Этот результат может показаться странным, поскольку известно, что моторные навыки закрепляются как раз во время этой фазы. По мнению авторов, дело тут в том, что обонятельные стимулы не могут так же легко вступать в ассоциативную связь с "моторными" (процедурными) воспоминаниями, как с декларативными. Действительно, те отделы мозга, где обрабатывается обонятельная информация, весьма тесно связаны с гиппокампом. Это известно из анатомии мозга и подтверждается тем, что запахи, ассоциативно связанные с важными событиями в жизни человека, являются мощным средством для пробуждения осознанных воспоминаний. Что же касается связи обонятельных отделов мозга со стриатумом, моторной корой и мозжечком (отделами, ответственными за процедурную память), то она, по всей видимости, является значительно более опосредованной.

В данном исследовании использовались обонятельные стимулы (а не зрительные, слуховые или тактильные) просто потому, что от них человек не просыпается. Но полученные результаты заставляют задуматься, почему обоняние – казалось бы, наименее важное из наших пяти чувств – оказалось так тесно связано с самыми глубинными и сложными процессами, происходящими в нашем мозге. Очевидно, это наследие тех времен, когда у далеких предков человека обоняние играло гораздо более важную роль, чем сегодня.

Потеря памяти не ведет к утрате «теории ума»

"Теория ума" считается одной из основных отличительных черт человеческого мышления. В какой-то степени этой способностью обладают и другие животные – обезьяны, слоны, дельфины, врановые птицы (см. главу "В поисках душевной грани"), – но люди, по всей видимости, превосходят их по точности и глубине понимания чужих мыслей, чувств, целей и намерений.

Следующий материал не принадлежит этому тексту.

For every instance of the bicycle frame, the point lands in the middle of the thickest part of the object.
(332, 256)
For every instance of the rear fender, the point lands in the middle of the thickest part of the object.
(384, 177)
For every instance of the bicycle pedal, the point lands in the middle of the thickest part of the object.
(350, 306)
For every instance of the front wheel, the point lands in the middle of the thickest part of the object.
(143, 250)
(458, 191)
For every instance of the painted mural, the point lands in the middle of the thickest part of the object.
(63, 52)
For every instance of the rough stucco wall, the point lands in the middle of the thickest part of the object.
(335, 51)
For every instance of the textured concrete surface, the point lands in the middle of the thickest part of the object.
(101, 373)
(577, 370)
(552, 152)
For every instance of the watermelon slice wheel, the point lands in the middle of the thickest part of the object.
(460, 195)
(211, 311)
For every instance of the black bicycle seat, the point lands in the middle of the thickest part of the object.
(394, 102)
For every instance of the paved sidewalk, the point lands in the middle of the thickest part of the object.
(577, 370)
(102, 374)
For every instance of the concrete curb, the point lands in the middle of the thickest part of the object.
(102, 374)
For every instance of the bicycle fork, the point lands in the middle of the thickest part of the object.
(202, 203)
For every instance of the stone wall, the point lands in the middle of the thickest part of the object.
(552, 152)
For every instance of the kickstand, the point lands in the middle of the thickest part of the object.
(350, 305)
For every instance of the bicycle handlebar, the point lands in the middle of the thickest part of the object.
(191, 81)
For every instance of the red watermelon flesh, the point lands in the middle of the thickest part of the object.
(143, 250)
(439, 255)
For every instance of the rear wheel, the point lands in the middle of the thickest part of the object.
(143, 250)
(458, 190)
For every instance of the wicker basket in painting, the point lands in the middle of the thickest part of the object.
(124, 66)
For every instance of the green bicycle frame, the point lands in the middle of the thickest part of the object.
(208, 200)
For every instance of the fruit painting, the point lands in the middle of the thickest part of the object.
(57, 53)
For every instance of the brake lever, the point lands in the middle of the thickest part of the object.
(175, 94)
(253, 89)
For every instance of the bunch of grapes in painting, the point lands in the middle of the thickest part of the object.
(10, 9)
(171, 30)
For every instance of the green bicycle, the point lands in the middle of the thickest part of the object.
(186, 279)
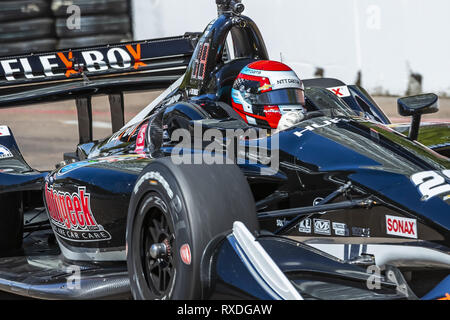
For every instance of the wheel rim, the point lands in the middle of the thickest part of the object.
(159, 271)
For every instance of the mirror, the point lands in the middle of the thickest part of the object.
(416, 106)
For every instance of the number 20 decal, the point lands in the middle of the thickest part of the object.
(431, 183)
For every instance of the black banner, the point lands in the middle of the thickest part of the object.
(132, 57)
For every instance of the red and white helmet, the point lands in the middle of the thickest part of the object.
(264, 91)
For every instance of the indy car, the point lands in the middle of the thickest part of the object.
(340, 206)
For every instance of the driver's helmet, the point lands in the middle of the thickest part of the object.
(264, 91)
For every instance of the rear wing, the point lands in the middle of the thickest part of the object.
(80, 74)
(126, 66)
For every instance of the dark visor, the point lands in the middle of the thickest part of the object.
(281, 97)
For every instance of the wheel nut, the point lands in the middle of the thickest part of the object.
(158, 250)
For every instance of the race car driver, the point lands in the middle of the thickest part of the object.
(269, 94)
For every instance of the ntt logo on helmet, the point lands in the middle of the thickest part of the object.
(261, 88)
(185, 254)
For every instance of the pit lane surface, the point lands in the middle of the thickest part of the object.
(45, 131)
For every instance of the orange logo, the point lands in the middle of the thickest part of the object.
(136, 55)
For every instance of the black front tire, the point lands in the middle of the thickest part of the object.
(192, 204)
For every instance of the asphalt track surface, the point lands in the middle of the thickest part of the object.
(45, 131)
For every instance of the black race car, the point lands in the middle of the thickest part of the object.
(340, 206)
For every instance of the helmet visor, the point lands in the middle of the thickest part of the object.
(281, 97)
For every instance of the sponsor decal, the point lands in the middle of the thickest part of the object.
(341, 92)
(200, 63)
(70, 167)
(340, 229)
(315, 126)
(305, 226)
(431, 184)
(322, 227)
(4, 131)
(447, 297)
(185, 254)
(140, 140)
(125, 134)
(281, 223)
(71, 216)
(361, 232)
(402, 227)
(5, 153)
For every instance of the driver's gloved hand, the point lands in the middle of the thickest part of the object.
(290, 119)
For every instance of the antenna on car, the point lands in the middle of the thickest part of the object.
(230, 6)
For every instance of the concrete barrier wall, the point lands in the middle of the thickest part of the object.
(386, 40)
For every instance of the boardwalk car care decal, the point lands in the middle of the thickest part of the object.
(71, 216)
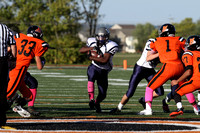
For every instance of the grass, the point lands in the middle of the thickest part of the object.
(62, 93)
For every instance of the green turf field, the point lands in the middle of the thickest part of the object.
(62, 92)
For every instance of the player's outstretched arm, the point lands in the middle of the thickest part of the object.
(85, 49)
(104, 59)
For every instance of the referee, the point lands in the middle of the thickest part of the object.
(6, 39)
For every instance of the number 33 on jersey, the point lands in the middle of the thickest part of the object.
(28, 48)
(169, 48)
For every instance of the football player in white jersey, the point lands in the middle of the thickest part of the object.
(100, 66)
(143, 69)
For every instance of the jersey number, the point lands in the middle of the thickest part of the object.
(167, 46)
(30, 46)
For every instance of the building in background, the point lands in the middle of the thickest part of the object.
(123, 34)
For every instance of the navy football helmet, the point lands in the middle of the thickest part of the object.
(102, 35)
(193, 43)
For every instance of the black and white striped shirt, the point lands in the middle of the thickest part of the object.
(6, 39)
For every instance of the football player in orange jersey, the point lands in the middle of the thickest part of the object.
(191, 60)
(28, 47)
(169, 50)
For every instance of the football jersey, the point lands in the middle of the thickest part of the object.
(110, 47)
(28, 48)
(142, 61)
(169, 48)
(192, 58)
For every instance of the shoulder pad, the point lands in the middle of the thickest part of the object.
(181, 39)
(188, 52)
(91, 41)
(17, 35)
(45, 44)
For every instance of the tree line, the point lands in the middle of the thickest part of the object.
(61, 21)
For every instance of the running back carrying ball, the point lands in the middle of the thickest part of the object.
(93, 53)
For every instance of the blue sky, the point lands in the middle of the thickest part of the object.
(156, 12)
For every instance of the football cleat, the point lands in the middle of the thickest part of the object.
(165, 106)
(115, 110)
(21, 111)
(8, 128)
(145, 112)
(97, 107)
(142, 102)
(32, 111)
(177, 112)
(91, 104)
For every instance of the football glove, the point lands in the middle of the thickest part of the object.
(43, 61)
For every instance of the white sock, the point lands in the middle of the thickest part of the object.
(120, 106)
(148, 107)
(179, 105)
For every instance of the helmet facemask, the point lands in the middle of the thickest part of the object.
(102, 36)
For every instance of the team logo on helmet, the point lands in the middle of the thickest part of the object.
(165, 28)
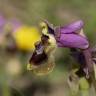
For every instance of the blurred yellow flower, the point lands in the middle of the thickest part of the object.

"Теория ума" тесно связана с самосознанием, в ее основе лежит умение судить о других "по себе". Поэтому психологи считали само собой разумеющимся, что для понимания чужих мыслей абсолютно необходима так называемая эпизодическая память, то есть память о собственных мыслях, переживаниях и событиях личной жизни.

Мы уже знаем, что долговременная память делится на декларативную (сознательную, эксплицитную – память о фактах и событиях) и процедурную (бессознательную, имплицитную – например, память о двигательных навыках). Декларативная память в свою очередь делится на семантическую и эпизодическую. Семантическая память – это абстрактные, безличные знания об объектах, событиях, фактах и связях между ними, никак не связанные с личным опытом. Эпизодическая память, напротив, хранит информацию о событиях личной жизни, о собственных переживаниях и мыслях.

Так вот, считалось, что именно эпизодическая память теснее всего связана с "теорией ума", что без личных воспоминаний невозможно понять мысли и мотивацию поступков других людей.

Для проверки подобных идей огромную ценность представляют люди, которые в результате травмы или болезни утратили выборочно те или иные психические функции. Мы уже упоминали о пациенте, который вместе с гиппокампом утратил способность к формированию декларативных (но не процедурных) воспоминаний. Изучение этого пациента обеспечило прорыв в понимании механизмов памяти.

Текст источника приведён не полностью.